Un autre document, juste pour concrétiser davantage ce que je
dis, M. le Président, comment ça va bizarrement à ce
ministère-là. Il y a deux documents du ministère de
l'Agriculture qui posent de sérieuses questions. «En plus de
favoriser la concentration, le système actuel de gestion de l'offre ne
stimule pas le développement de productions différenciées
ou le développement de nouveaux marchés.» Ça, ce
commentaire-là est tiré du document récent de la
Direction du développement des marchés du MAPAQ,
intitulé «Stratégie commerciale pour le
bioalimentaire.» Dans un autre document, qui, lui, a été
publié par la Direction du développement des entreprises du
même ministère, on dit, cette fois: «Sur la stratégie
dite industrielle, on estime que la concentration des entreprises de
conditionnement est favorable au développement des
marchés.» Dans un document, on dit que ce n'est pas favorable, que
la gestion de l'offre ne stimule pas le développement de la production
ou le développement de nouveaux marchés et, dans un autre
document du même ministère, on dit que «la concentration des
entreprises de conditionnement est favorable au développement des
marchés».
Voyez-vous, dans les gestes qui sont posés à
l'intérieur de son propre ministère, il y a quelqu'un qui ne
parle pas en quelque part ou il n'y a pas de boss en quelque part. Les
documents sont contradictoires dans son propre ministère. Après
ça, on s'en vient accuser le député d'Arthabaska,
comprenez-vous, qui, lui, travaille à partir d'informations que tu peux
glaner ici et là, et on dit qu'il n'est pas informé. Au lieu
d'encourager la production, d'encourager les producteurs, au lieu de dire qu'on
va être capables de s'en sortir au niveau des négociations du GATT
en appliquant convenablement le traité de libre-échange...

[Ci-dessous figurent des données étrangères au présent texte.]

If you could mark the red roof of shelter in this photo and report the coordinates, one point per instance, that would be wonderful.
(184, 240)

Si les autres continuent à subventionner l'agriculture, il y aura
des tarifs qui seront établis. Ces tarifs-là, c'est vrai que
ça va être compliqué de les établir. Ça va
nous prendre une armée de personnes pour être capables de
découvrir, de détecter combien les autres - les
États-Unis, entre autres, parce que c'est notre principal rival -
supportent leur agriculture. Si on peut les découvrir - et on a
déjà un bon aperçu dans ce document-là, ici - on
pourra imposer des droits compensateurs qui vont arriver avant que le produit
s'en vienne chez nous. Si les autres sont capables d'empêcher nos
produits et qu'on ne pourra plus subventionner l'agriculture de la façon
dont on supporte l'agriculture actuellement, ça veut dire qu'on va avoir
des moyens aussi, si on le veut bien, d'empêcher les autres de le faire,
de leur imposer une douane, une taxe pour que le produit qui rentre chez nous
soit compétitif à nous, ici.
Ça, M. le Président, c'est un discours positif. Ce n'est
pas de dire: Vous autres, vous allez être lavés. C'est ça
que je trouve épouvantable. J'ai rencontré des jeunes producteurs
dans les oeufs et dans la volaille qui étaient découragés
de telles paroles.
Je vais finir là-dessus en disant qu'on a toujours misé
sur la qualité. Actuellement, il y a un regroupement d'entreprises
québécoises, tant laitières que dans le domaine de la
volaille, entre autres, justement, qui se prépare... L'entreprise
privée et le mouvement coopératif se préparent
à
faire face à la mondialisation des marchés. Si pour ces
laiteries-là ou ces usines de transformation là en pleine
préparation, on décourage les producteurs et on leur dit: Vous ne
serez pas capables, parce qu'on ne sera pas compétitifs, où vont
s'alimenter ces compagnies-là tout à l'heure?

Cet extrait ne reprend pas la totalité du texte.